O Ministério da Educação vai dar uma bolsa de R$ 3 mil para que os professores que se aposentaram este ano continuem nas salas de aulas. Desde janeiro, 778 professores entraram com pedido de aposentadoria, segundo levantamento da Associação Nacional dos Dirigentes das Instituições Federais de Ensino Superior (Andifes) concluído nesta terça-feira.

Para o ministro da Educação, Cristovam Buarque, a reforma da Previdência, em discussão no Congresso, é a causa da debandada.

Os dados da Andifes mostram que 3.216 professores já têm tempo de serviço para pedir a aposentadoria integral até o fim do ano. Outros 2.774 já podem pedir a aposentadoria proporcional.

As bolsas seriam pagas pela Coordenação de Aperfeiçoamento de Pessoal de Nível Superior (Capes). O programa deve ser formalizado em 15 dias. A idéia é começar o pagamento das bolsas a partir do fim deste semestre.

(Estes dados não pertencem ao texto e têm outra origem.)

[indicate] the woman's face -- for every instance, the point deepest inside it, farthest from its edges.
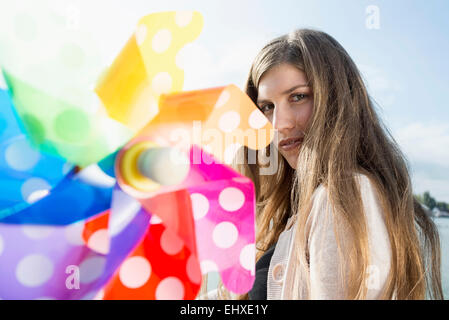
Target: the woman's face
(287, 101)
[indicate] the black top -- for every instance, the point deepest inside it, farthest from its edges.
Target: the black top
(259, 290)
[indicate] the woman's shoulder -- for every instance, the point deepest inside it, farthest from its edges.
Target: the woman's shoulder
(364, 182)
(321, 205)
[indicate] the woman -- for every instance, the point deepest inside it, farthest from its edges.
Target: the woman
(339, 214)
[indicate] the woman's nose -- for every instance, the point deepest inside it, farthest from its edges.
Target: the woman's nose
(283, 117)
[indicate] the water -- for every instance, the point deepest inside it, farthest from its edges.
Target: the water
(443, 228)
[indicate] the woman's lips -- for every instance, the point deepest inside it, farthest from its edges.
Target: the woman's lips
(291, 144)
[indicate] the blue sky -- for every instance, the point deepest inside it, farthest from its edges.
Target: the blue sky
(404, 62)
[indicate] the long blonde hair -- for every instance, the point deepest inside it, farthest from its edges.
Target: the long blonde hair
(344, 136)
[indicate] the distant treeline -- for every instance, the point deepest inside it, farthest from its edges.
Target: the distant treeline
(430, 201)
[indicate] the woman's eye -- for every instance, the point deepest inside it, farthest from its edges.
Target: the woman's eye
(266, 108)
(298, 97)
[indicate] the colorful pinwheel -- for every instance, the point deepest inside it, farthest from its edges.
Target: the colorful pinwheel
(123, 202)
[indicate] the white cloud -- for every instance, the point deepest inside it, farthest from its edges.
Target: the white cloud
(382, 88)
(427, 149)
(204, 68)
(426, 143)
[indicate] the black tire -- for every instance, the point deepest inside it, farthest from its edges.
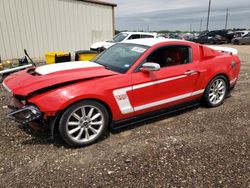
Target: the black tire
(219, 93)
(83, 125)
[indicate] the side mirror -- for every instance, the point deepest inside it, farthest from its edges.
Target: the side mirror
(147, 67)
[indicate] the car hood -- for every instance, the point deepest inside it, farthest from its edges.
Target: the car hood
(30, 80)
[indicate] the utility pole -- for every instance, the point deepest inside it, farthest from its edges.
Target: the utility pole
(201, 25)
(208, 13)
(226, 19)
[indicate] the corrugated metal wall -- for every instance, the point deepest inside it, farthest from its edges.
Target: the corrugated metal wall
(51, 25)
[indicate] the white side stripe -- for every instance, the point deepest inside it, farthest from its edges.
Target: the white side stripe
(156, 82)
(125, 106)
(165, 101)
(122, 100)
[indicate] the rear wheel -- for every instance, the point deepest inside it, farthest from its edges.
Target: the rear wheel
(83, 123)
(216, 91)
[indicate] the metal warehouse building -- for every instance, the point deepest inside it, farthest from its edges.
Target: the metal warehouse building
(53, 25)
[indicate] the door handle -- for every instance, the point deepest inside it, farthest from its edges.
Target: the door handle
(190, 72)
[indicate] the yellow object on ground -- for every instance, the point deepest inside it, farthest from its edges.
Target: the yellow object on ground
(57, 57)
(86, 57)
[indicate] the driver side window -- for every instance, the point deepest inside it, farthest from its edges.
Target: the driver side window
(171, 56)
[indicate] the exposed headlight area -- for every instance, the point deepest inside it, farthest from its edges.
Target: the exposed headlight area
(25, 114)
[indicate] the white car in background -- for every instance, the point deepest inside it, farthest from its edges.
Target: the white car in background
(123, 36)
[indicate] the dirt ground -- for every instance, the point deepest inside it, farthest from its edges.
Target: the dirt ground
(200, 147)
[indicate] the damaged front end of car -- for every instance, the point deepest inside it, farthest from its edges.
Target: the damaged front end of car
(28, 116)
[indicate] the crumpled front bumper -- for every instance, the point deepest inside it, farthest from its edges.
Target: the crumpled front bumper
(25, 114)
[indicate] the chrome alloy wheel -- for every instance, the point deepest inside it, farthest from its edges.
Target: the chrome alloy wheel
(217, 91)
(85, 124)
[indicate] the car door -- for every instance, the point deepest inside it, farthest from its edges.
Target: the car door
(174, 83)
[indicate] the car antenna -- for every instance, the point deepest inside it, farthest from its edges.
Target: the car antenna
(32, 62)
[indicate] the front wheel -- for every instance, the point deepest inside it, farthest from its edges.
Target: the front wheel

Numa tentativa de frear a corrida às aposentadorias, o Ministério da Previdência também anunciou nesta terça que o abono de 11% sobre o salário bruto será concedido também aos servidores que já completaram os requisitos para pleitear a aposentadoria pelas regras atuais, mas que continuarem trabalhando.

Segundo o texto de reforma da Previdência, apenas os servidores que completassem os requisitos depois de aprovada a reforma (55 anos de idade para as mulheres e 60 anos para os homens) e optassem por continuar na ativa teriam direito ao abono.

Segundo o Ministério da Previdência, o projeto de reforma vai estender ao servidor que tiver hoje 53 anos de idade e 35 anos de contribuição (homem) ou 48 anos de idade e 30 de contribuição (mulher) o direito de receber o abono de 11%.

Na prática, depois da aprovação da lei, o servidor será beneficiado com a isenção do pagamento da contribuição previdenciária. O abono será concedido até que o servidor se aposente compulsoriamente aos 70 anos.

Para acalmar os ânimos, o ministro da Previdência, Ricardo Berzoini, anexou aos contracheques dos servidores em junho carta avisando que não há motivo para correria.

– Se você já cumpriu os requisitos para obter a sua aposentadoria, seja ela integral ou proporcional, você tem direito adquirido a ela e a reforma não poderá mudar isso – diz o texto.